Court Find That A Recorded Grant

Court Finds That a Recorded Grant Deed is Not the Only Means of Proving That Person Has Title of Record

In Carloss v. County of Alameda, the County of Alameda seized and sold residential property that was in default in payment of the property taxes. The sales proceeds exceeded the amount of the taxes. Under California Revenue and Taxation Code section 4675, a “person with title of record” to the property (or that person’s successor) can claim those excess sale proceeds from the County. The plaintiff, Jerome Carloss, filed a claim for the proceeds, which the County denied. Mr.
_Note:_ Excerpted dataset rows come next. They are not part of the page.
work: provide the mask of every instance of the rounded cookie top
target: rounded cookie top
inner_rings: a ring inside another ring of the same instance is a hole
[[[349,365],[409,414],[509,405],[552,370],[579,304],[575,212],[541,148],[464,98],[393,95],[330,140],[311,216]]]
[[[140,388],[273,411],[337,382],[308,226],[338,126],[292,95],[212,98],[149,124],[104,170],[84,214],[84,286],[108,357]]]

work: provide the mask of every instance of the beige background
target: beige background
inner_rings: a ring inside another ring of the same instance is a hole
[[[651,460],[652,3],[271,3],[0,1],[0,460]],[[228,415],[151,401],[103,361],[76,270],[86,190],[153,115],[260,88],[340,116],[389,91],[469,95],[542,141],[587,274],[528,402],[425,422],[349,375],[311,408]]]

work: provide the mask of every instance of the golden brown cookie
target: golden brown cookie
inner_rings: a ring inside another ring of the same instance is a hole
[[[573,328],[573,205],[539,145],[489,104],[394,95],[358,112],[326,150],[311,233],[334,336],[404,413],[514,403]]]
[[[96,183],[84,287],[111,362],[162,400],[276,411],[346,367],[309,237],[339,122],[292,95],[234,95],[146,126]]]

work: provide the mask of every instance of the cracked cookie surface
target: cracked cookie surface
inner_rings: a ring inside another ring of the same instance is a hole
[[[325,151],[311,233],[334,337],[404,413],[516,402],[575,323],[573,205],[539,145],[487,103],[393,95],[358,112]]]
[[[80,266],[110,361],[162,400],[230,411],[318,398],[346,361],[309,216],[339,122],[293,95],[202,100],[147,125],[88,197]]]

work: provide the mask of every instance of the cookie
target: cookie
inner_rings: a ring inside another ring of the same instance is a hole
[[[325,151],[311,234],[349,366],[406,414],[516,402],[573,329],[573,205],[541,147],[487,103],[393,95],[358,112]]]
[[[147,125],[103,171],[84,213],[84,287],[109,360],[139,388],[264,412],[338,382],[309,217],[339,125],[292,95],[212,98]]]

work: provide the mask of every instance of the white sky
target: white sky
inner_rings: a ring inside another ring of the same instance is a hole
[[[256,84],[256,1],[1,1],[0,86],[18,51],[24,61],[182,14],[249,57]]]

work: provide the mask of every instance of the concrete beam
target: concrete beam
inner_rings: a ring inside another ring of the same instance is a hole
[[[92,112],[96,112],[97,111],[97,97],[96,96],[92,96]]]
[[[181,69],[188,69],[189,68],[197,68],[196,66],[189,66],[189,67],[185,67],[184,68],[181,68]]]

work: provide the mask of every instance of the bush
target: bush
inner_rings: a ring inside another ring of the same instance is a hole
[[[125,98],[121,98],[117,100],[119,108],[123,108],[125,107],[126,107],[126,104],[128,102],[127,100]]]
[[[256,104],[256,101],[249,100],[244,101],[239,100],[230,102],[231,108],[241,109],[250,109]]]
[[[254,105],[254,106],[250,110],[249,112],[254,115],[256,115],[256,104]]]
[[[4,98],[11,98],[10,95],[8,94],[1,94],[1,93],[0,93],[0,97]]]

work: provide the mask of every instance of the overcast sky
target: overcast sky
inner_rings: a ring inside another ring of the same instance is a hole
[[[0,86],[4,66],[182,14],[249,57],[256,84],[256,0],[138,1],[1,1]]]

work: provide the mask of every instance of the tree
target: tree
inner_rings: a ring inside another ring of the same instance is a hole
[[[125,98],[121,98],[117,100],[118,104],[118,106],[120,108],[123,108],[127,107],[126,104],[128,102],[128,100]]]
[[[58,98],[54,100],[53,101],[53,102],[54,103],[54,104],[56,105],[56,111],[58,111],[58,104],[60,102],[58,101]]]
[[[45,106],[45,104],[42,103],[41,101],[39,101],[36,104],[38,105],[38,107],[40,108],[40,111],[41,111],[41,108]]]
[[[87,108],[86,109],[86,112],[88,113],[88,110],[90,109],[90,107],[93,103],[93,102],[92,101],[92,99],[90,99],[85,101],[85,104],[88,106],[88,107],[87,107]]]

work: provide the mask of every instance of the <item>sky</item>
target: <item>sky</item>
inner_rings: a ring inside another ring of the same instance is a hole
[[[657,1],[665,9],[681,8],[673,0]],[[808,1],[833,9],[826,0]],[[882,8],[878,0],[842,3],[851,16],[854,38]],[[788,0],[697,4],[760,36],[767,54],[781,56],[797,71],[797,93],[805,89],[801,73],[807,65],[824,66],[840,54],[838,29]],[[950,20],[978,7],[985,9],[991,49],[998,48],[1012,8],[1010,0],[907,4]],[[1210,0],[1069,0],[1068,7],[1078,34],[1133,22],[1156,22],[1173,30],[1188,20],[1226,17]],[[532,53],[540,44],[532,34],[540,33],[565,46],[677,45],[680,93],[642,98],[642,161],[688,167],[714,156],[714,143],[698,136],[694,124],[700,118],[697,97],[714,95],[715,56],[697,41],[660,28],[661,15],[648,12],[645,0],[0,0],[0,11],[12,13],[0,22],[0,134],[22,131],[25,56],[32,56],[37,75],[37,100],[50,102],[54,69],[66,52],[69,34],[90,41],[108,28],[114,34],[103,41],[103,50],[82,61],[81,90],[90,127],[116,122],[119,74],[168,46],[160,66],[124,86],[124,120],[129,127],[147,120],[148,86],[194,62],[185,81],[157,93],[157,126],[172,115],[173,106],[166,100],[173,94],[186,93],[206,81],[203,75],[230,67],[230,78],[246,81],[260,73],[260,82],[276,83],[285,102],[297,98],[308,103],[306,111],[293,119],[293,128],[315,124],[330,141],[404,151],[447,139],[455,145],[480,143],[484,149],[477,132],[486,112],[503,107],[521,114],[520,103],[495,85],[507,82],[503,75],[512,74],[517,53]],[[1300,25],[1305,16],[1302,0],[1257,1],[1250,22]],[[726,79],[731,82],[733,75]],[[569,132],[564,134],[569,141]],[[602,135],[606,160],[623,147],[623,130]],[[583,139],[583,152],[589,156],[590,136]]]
Carloss then filed an action in Alameda County Superior Court. The Court ruled that his claim to the proceeds failed because he did not produce a recorded grant deed showing him as the person with title of record. Mr. Carloss then appealed the Court’s ruling.

The court of appeal reversed, holding that the statute refers to “any person with title of record,” and while a recorded grant deed might be the best evidence, it was not the only form of evidence allowed by the statute. If the grant deed cannot be produced, then the party claiming the proceeds may bring forward other evidence to establish that he holds title of record, including other recorded instruments, the assessor’s records, and oral testimony.

One should be able to extend the reasoning of this decision to other disputes involving proving the holder of title. So long as the statute does not expressly require a grant deed, then one claiming title should be allowed to us other evidence to establish his or her claim.